These common subjects—train, steam, and industrial activity—raise the question of whether the works should be regarded as series. Though scholars have frequently discussed the works, and particularly the four interiors, as part of series, only two of the works show a repeated (or serial) view. When taken as a whole the group does not seem to be the manifestation of an interest in serial painting or an exploration of subtle changes only evident in repeated views (as Monet will later do with his series of grain stacks) bur rather as an effort to capture the varied aspects of the station by rendering its many faces in paint.
In The Gare Saint-Lazare, the Auteuil Line Monet shows his keen interest in light, color, and paint handling, yet The Gare Saint-Lazare, the Auteuil Line cannot be divorced from its subject—the locomotives, the steam, and the yard of the Gare Saint-Lazare.

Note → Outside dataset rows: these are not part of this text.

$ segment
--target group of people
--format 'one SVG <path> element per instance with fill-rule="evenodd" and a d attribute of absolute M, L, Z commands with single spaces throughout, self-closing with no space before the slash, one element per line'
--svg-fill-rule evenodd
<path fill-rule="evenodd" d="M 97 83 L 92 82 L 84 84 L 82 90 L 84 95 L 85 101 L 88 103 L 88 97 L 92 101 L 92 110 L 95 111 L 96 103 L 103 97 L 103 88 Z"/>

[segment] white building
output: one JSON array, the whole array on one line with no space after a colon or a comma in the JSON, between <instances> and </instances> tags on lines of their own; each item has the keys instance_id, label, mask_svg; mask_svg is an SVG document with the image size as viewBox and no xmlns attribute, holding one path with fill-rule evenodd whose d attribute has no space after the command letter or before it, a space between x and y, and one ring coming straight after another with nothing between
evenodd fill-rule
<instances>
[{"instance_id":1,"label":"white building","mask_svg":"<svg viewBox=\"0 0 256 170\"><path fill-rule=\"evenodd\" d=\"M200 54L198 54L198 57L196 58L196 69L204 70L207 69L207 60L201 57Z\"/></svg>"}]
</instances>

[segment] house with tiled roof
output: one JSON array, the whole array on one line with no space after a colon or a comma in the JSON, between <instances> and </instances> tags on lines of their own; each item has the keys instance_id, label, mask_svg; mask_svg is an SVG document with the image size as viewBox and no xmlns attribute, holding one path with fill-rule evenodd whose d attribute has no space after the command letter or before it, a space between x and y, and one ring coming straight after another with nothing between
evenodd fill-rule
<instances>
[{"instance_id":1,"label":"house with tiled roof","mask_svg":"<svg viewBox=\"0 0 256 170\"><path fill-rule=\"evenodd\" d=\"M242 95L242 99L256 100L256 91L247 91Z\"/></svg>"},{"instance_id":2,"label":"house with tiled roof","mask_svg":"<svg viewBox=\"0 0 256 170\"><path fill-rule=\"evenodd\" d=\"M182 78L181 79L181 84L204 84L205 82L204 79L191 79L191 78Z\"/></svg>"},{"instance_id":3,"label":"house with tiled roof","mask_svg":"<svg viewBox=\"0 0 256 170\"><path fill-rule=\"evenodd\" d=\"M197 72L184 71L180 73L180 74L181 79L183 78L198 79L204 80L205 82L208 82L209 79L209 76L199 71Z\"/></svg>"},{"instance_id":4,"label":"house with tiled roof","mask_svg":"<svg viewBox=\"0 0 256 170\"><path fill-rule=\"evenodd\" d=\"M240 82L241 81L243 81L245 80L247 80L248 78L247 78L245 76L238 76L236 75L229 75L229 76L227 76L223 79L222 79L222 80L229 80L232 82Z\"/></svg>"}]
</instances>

In this bright scene Monet gives us a new vision of modern life that does not shy away from its industrial side.
[1] Descubes, A. "L'Exposition des impressionnistes" Gazette des lettres, des sciences et des arts, vol. 1, no. 12 (20 April 1877), pp. 185-188.
[2] Maillard, "Chronique: Les Impressionnistes" Le Pays (April 9, 1877), pp. 2-3.

Additional resources:

Want to join the conversation?

No posts yet.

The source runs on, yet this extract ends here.